Friday, 1 December 2017

Sunday 26th November 2017 Christ the King

O thou the central orb.  Charles Wood Words by H R Bramley

Charles Wood (1866 - 1926) was the third son of Charles Wood Sn, born in Vicar's Hill in the Cathedral precincts of Armagh.  He was a treble chorister at St Patrick's Cathedral (Church of Ireland). His early musical education was at the cathedral and he studied organ under Robert Turle and Dr Thomas Marks.  He  became one of 50 inaugural students at the newly formed Royal School of Music and studied under Stanford and Parry. After 4 years he continued his studies at Selwyn College, Cambridge. In 1889 he was given a teaching post at Gonville and Caius College, Cambridge, first as organ scholar and in 1894 became a fellow. Stanford died in 1924 and Wood succeeded him as Professor of Music at the University of Cambridge.
He is chiefly known for his Anglican Church Music, writing settings for the Magnificat and Nunc Dimitis and  numerous service settings, all of which are still regularly sung by church and cathedral choirs.

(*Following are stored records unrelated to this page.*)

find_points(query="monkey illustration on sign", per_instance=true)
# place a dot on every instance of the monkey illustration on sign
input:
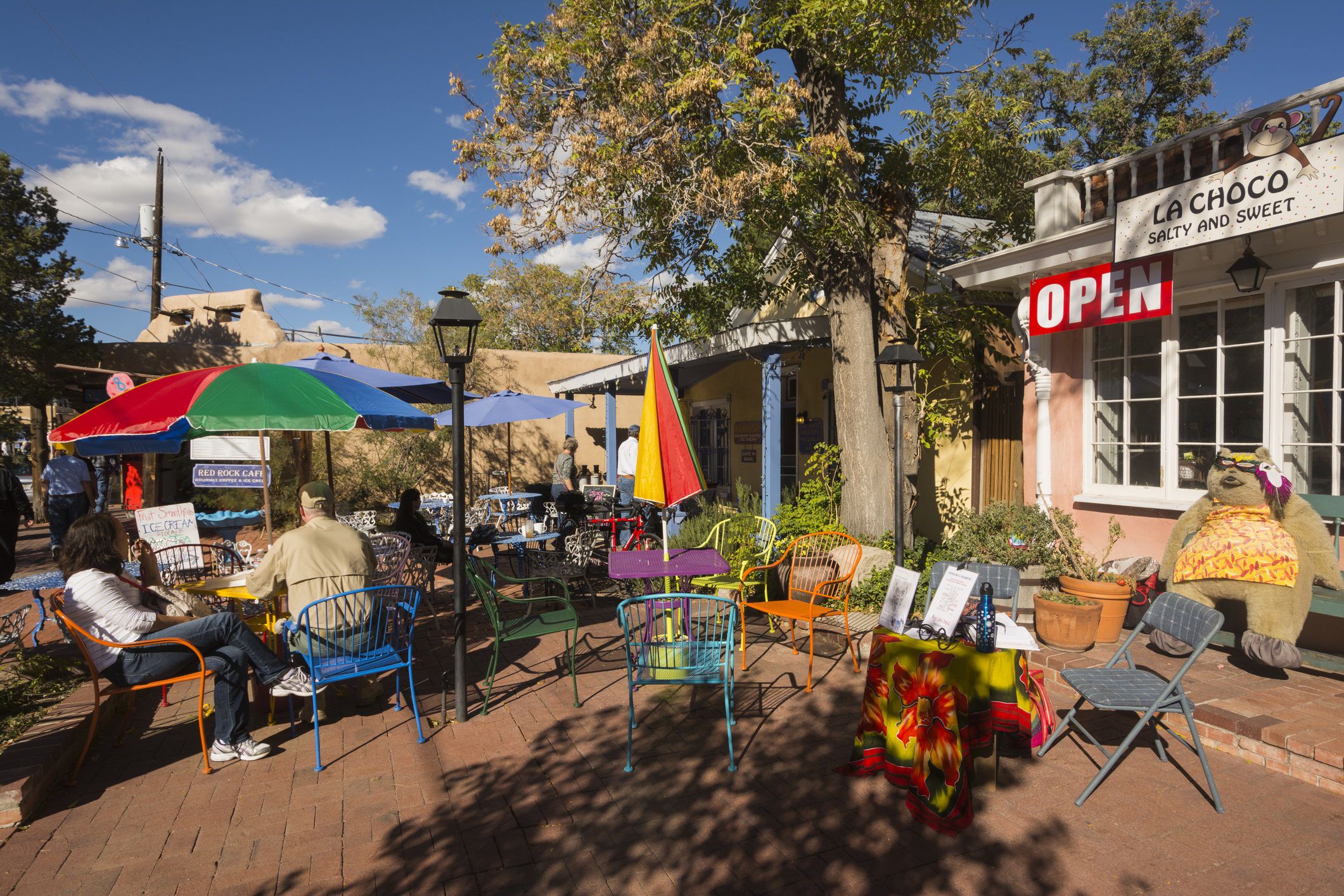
(1273, 135)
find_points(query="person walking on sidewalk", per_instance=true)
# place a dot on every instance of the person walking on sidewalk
(14, 507)
(69, 494)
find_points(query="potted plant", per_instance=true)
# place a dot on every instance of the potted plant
(1085, 577)
(1066, 622)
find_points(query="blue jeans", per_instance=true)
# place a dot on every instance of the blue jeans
(230, 651)
(103, 480)
(63, 509)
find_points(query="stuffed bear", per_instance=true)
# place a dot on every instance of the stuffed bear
(1250, 539)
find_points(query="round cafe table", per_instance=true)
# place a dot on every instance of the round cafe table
(926, 707)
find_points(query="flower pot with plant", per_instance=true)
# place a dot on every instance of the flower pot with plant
(1068, 622)
(1085, 577)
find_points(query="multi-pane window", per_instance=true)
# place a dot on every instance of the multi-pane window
(1220, 382)
(1127, 404)
(710, 435)
(1312, 388)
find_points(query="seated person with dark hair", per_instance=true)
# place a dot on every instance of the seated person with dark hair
(410, 522)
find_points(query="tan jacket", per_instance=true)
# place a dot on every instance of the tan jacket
(316, 561)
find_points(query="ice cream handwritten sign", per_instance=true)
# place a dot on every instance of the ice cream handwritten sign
(1274, 183)
(1103, 295)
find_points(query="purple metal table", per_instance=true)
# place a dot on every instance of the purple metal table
(650, 565)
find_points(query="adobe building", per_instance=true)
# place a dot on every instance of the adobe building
(1176, 300)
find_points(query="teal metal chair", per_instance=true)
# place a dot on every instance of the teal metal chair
(535, 624)
(679, 640)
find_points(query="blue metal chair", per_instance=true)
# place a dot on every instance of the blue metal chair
(355, 634)
(679, 639)
(1144, 692)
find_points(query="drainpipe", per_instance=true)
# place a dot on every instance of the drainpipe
(1035, 357)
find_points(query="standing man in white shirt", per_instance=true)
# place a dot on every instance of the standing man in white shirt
(627, 456)
(69, 494)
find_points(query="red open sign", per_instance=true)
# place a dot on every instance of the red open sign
(1103, 295)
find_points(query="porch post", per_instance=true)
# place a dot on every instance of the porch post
(772, 411)
(610, 434)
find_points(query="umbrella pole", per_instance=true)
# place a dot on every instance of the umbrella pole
(265, 488)
(331, 483)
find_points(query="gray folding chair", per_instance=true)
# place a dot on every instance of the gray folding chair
(1141, 691)
(1003, 578)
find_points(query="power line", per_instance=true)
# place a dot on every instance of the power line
(27, 167)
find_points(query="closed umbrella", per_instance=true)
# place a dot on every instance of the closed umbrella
(509, 407)
(159, 416)
(667, 471)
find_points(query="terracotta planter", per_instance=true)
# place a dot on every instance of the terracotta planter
(1066, 626)
(1112, 597)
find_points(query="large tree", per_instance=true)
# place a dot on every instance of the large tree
(35, 281)
(689, 135)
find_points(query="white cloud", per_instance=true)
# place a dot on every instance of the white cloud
(240, 198)
(271, 300)
(101, 286)
(332, 328)
(441, 184)
(572, 255)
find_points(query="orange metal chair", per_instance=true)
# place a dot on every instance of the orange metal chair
(821, 567)
(101, 691)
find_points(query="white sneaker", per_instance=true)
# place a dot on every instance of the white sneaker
(248, 750)
(295, 682)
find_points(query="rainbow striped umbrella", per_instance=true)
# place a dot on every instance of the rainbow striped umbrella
(667, 471)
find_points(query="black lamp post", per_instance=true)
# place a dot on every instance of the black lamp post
(454, 326)
(904, 359)
(1249, 271)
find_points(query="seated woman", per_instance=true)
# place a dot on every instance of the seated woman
(410, 522)
(113, 608)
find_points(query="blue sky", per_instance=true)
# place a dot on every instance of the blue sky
(317, 139)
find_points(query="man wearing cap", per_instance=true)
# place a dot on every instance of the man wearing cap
(69, 494)
(625, 460)
(317, 561)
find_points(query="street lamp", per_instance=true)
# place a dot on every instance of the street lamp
(454, 323)
(902, 357)
(1249, 271)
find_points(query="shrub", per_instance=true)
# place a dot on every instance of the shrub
(1015, 535)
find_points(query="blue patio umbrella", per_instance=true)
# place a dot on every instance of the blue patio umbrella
(417, 390)
(509, 407)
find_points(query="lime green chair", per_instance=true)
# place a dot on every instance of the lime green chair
(725, 538)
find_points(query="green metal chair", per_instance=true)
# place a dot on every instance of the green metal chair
(534, 625)
(724, 539)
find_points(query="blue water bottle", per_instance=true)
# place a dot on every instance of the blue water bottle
(985, 634)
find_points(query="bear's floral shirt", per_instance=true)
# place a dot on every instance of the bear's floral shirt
(1239, 543)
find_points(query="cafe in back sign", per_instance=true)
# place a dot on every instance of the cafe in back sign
(1274, 183)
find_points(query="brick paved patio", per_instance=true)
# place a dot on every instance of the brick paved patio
(534, 798)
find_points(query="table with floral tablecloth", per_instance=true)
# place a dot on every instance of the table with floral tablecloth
(925, 708)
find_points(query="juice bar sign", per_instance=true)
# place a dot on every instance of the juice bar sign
(1103, 295)
(1261, 191)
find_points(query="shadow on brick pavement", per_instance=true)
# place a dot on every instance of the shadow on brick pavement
(534, 797)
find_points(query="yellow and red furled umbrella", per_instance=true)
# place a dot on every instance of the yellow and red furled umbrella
(667, 471)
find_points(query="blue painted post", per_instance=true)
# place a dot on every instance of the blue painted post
(610, 434)
(772, 414)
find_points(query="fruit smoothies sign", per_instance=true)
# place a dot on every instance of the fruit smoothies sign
(1109, 293)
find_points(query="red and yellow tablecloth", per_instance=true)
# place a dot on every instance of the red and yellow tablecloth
(925, 708)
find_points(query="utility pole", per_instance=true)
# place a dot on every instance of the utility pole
(150, 463)
(155, 286)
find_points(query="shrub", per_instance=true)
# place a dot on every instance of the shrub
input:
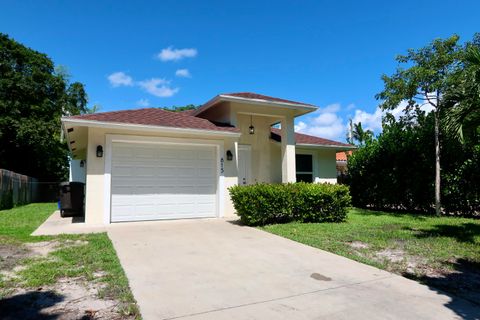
(6, 200)
(261, 204)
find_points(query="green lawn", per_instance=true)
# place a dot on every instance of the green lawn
(83, 256)
(440, 251)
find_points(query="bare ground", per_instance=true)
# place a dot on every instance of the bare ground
(67, 299)
(458, 276)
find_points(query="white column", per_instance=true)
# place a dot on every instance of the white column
(288, 150)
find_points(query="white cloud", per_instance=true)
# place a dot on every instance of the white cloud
(143, 103)
(118, 79)
(327, 123)
(183, 73)
(171, 54)
(158, 87)
(323, 123)
(370, 121)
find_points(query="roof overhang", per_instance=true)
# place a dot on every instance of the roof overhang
(300, 109)
(69, 122)
(325, 146)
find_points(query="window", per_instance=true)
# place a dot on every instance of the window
(304, 166)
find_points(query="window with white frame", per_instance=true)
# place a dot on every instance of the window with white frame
(304, 164)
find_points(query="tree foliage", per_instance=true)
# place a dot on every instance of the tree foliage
(463, 98)
(397, 170)
(360, 135)
(33, 98)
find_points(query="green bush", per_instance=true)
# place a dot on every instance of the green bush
(396, 171)
(6, 200)
(261, 204)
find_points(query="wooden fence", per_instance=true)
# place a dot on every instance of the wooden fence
(17, 189)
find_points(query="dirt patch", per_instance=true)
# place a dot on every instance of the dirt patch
(10, 254)
(68, 299)
(358, 245)
(318, 276)
(392, 255)
(43, 248)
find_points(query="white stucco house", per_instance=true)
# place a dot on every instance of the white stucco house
(151, 164)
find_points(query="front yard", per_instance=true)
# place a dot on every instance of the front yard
(67, 276)
(442, 252)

H R Bramley (1833 - 1926) was a priest and Oxford academic at the height of the Oxford movement. He was later  Canon Precentor of Lincoln. He was considered to be a High Church Conservative.  His text of "O thou the central orb" is considered to be comparable with the great metaphysical poets such as John Donne. The "Central orb" is thought to be Jesus, as the orb is a sign of kingship.